Talking on his Sydney drive-time radio show on Triple M this week, the former NSW and Australian representative believes the game is "unbelievably flourishing" despite the pandemic and now is the time to help clubs in regional areas either losing sides or completely folding.
He said helping bush footy clubs is the number one way the NRL should spend some of the $2 billion TV rights deal, which covers five years.
"There are so many teams and clubs going under water in the bush," he said.
A number of clubs in Group 11 have struggled to fill sides in recent years while the Dubbo Westside club folded completely after the 2019 season.
Earlier last decade, the Cobar Roosters dropped out of Group 11 and moved back to the Castlereagh League due to the inability to fill three senior sides.
In Group 10 this year, Blayney and Cowra both failed to field first grade sides while the Bears also opted not to form an under 18s side.
The year before, Oberon dropped out of Group 10 entirely, falling back to the Wallerawang Landscaping Cup in the mid-west.
"We seem to be watching them go by (the wayside) and I don't understand it," the rugby league commentator said.
"They're crying out for (help), and every time I see another club in Group 9 or Group 11 or Group 14 go under water I think that's something that could have been avoided."
Propping up clubs in the bush both battling to find players and volunteers to help run things on a weekly basis was just one of a number of ways Geyer says the game's newest TV deal can benefit.
He also believes giving parents some financial relief, making it easier for kids to access the sport, is a no-brainer.
"Once I got to 12 or 13 I started to think I wanted to be a rugby league player when I got older.
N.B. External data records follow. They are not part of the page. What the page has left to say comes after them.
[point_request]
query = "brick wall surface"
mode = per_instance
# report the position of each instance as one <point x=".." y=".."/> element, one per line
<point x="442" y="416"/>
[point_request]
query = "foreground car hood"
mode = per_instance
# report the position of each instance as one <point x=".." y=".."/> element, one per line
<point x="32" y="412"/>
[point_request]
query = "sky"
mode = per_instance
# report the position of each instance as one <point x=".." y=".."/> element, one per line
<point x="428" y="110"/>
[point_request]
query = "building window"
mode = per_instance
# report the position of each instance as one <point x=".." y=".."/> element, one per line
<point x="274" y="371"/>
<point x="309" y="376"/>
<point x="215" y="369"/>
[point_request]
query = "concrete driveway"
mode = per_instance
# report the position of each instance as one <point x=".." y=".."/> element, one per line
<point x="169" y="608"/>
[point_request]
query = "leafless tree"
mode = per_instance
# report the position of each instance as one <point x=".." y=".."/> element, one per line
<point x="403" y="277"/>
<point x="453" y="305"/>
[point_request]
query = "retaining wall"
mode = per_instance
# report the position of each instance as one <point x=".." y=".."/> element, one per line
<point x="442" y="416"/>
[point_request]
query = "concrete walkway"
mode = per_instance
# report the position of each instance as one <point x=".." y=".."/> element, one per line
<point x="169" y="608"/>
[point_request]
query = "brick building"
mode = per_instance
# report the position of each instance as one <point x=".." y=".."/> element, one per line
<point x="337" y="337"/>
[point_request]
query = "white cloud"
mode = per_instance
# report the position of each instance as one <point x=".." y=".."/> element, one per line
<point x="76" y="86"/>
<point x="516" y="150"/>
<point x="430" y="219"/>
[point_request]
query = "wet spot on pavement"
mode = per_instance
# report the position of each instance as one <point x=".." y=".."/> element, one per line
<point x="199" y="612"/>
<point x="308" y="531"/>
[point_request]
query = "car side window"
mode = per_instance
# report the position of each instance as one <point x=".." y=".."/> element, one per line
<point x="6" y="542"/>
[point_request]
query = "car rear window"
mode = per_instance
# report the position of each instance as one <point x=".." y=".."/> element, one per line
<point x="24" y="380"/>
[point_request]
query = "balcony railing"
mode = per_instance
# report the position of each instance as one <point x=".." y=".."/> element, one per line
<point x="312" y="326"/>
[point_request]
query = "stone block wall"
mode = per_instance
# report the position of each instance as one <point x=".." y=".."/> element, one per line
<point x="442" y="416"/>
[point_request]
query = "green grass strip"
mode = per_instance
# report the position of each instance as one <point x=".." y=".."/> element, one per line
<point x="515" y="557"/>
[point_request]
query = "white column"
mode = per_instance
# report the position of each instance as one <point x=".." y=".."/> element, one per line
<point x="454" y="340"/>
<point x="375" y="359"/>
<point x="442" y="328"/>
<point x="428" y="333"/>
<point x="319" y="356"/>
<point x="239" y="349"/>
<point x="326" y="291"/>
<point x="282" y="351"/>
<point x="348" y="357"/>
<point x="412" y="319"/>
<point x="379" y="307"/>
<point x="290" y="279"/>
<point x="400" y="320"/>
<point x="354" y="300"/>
I think kids 11 and under we should make the game free to play," he added.
The former Panther believes the game's popularity is at an all-time high and it's imperative the sport cashes in on the new eyeballs the COVID-19 pandemic has inadvertently brought to the sport.
"All of a sudden there's more eyes on TV due to COVID and now we have a new audience here to stay," he said, adding a beefed-up school visit schedule across the entire state would do wonders for participation, too.
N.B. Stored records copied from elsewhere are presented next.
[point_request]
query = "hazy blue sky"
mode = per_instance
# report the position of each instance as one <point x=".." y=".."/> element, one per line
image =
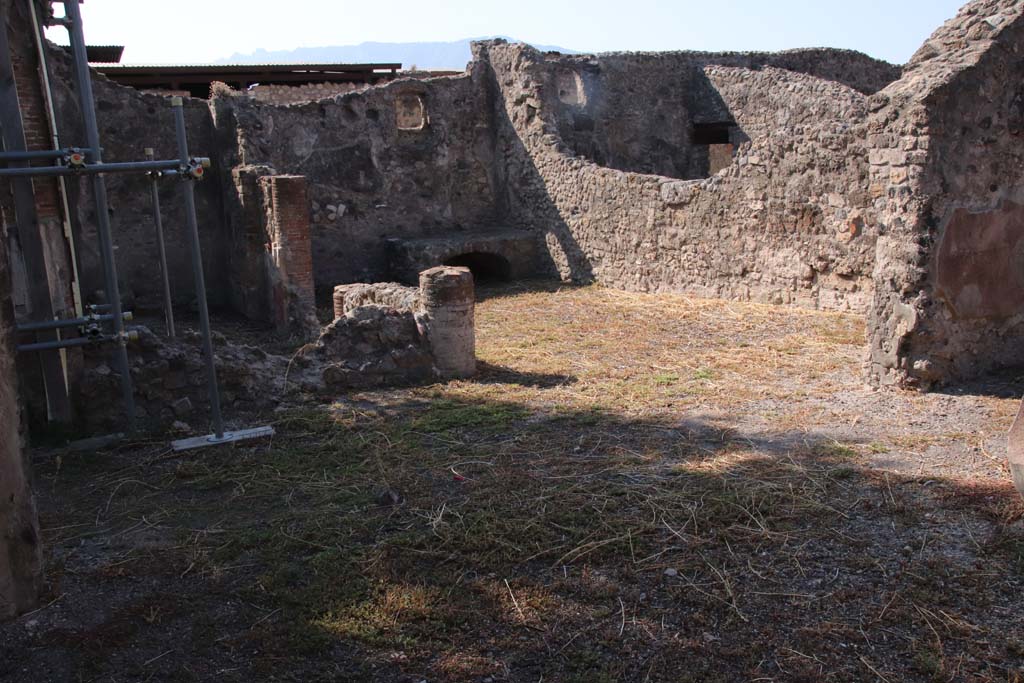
<point x="202" y="31"/>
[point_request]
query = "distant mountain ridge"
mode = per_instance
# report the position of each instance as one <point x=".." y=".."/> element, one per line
<point x="454" y="55"/>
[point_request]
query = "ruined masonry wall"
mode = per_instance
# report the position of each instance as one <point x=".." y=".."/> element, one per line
<point x="368" y="178"/>
<point x="292" y="303"/>
<point x="785" y="223"/>
<point x="947" y="166"/>
<point x="295" y="94"/>
<point x="20" y="551"/>
<point x="390" y="295"/>
<point x="129" y="122"/>
<point x="635" y="111"/>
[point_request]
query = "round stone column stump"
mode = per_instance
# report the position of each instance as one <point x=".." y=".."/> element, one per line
<point x="448" y="301"/>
"We aren't as visual as we once were in schools. I know when I was playing we had a roster and we had to do two school visits in our area per week. I know that's changed.
"My kids didn't see a lot of rugby league players when they were at school ... they saw a lot of AFL players; let's zone in on schools.
"I'd also have a 10 team women's competition that went for 20 weeks that runs alongside the NRL.
"We have to get back to the game day experience and appease everyone. Start with under 20s, NSW Cup and then women's game - four games at the one ground, come on. When we can, we have to try our hardest to give the women's game more. They deserve more respect than that."